SSCS offers an emergency food bank, with the public invited to contact Seitz at (604) 907 2014 or loralee.seitz@sscs.ca.

The public can donate to SSCS online at sscs.ca/programs/pemberton-food-bank.

The Pemberton Food Bank is open twice a month from 12:30 to 2:30 p.m., at 1347 Aster St. Upcoming dates are Dec. 16, 30 and Jan. 13 and 27.

At the Whistler Food Bank, Whistler Community Services Society (WCSS) executive director Lori Pyne said that what's needed most is fresh food.

"Money really is the best thing for us to get, because we have more buying power with the money," she said.

In 2018, the Whistler Food Bank, which sits in the new WCSS building at 8000 Nesters Rd., gave out food 2,773 times.
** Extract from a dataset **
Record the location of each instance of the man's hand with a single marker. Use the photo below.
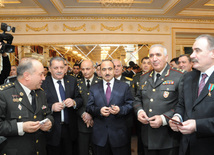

The organization also gave out 300 emergency food bags, which are distributed outside of regular food bank hours, last year.

This figure is double that of 2017.

According to Pyne, about 70 per cent of clients use the food bank one to three times, and the majority of people reach out due to illness or injury.

Pyne explained that the organization has moved away from using financials to determine who is in need and that it is not concerned about people abusing the system.

"If you are in need, you get food," said Pyne. "It is very low-barrier."

Donations to the Whistler Food Bank can be made in person during WCSS's office hours (9 a.m. to 4:30 p.m. Mon.-Sat.) or online at mywcss.org/get-involved/donations/. The public can also donate at Whistler grocery stores in the blue and pink bins labeled "food bank." The Whistler Food Bank is open every Wednesday from 10:00 a.m. to noon.